CIUDAD DE MÉXICO, 7 de septiembre de 2019.- En México existe disparidad respecto al capital de origen de las empresas dedicadas a la exploración del subsuelo, pues sólo ocho por ciento de ellas son mexicanas, afirmó Aleida Hernández Cervantes, del Centro de Investigaciones Interdisciplinarias en Ciencias y Humanidades (CEIICH) de la UNAM.

Esa situación afecta de manera primordial a pueblos y territorios indígenas, por lo que es importante conceptualizar y sistematizar las estructuras jurídicas del despojo.

También, analizar actores económicos y sociales de la actual fase de acumulación por desposesión, como las empresas transnacionales, los organismos económicos internacionales, los estados nacionales las organizaciones sociales y los pueblos.

De las 476 compañías establecidas en el país para realizar dicha actividad, 437 son de capital extranjero: 336 de inversión canadiense y 44 de estadounidense, según datos del Anuario de Actividades Extractivas de 2018, de la asociación civil FUNDAR, Centro de Análisis e Investigación.

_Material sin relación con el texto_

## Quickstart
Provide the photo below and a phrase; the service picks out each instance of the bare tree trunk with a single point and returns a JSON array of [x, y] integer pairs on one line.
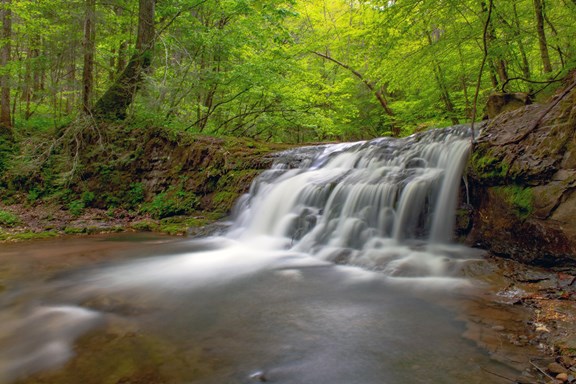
[[521, 47], [116, 100], [5, 53], [441, 81], [89, 49], [542, 42]]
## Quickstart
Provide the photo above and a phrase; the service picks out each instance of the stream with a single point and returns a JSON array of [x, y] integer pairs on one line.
[[337, 267]]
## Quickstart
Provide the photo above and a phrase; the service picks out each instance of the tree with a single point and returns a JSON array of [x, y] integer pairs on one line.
[[5, 56], [116, 100], [542, 41], [89, 52]]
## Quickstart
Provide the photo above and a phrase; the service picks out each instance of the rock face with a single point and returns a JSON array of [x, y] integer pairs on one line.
[[523, 183], [214, 171]]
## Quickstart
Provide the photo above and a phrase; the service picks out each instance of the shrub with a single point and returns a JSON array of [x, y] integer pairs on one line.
[[8, 219], [171, 203], [76, 207]]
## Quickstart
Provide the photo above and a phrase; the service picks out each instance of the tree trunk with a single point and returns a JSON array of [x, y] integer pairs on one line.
[[441, 81], [518, 33], [89, 49], [116, 100], [542, 42], [5, 52]]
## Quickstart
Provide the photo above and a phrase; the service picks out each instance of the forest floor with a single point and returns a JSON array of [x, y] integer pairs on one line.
[[51, 220], [543, 339]]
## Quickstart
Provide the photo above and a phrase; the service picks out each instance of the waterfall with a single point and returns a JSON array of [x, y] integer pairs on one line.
[[384, 204]]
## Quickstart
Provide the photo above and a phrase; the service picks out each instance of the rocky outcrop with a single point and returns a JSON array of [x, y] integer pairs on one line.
[[201, 172], [523, 183]]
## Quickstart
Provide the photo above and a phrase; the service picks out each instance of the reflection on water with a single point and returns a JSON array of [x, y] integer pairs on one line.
[[334, 271], [285, 318]]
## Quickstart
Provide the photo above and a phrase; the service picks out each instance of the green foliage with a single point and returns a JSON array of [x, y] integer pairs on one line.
[[8, 219], [76, 207], [135, 195], [488, 168], [521, 199], [170, 203]]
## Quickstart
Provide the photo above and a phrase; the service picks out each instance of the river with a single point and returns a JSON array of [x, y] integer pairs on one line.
[[337, 268]]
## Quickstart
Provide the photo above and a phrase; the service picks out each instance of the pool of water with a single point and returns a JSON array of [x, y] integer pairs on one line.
[[152, 309]]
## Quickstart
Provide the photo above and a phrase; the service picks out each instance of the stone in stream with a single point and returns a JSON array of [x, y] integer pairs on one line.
[[556, 368]]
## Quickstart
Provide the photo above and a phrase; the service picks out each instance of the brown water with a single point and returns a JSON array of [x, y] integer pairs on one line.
[[161, 314]]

Además, los proyectos mineros en nuestro territorio pasaron de 667 en 2010, a mil 531, en 2018, es decir, más del doble en ocho años, señaló la universitaria.

En la presentación del seminario internacional Derecho, despojo y luchas sociales, indicó que existen 312 proyectos en operación vinculados a rubros como transporte, electricidad e hidrocarburos.

Por ejemplo, hay 21 parques eólicos en el Istmo de Tehuantepec, operados por empresas como Iberdrola, Peñoles, Eólica de Francia y Gamesa.

El seminario se realiza con el propósito de conceptualizar y sistematizar “las estructuras jurídicas del despojo que vivimos, para ubicar sus características, fuentes jurídicas y los efectos de su aplicación”, remarcó su coordinadora.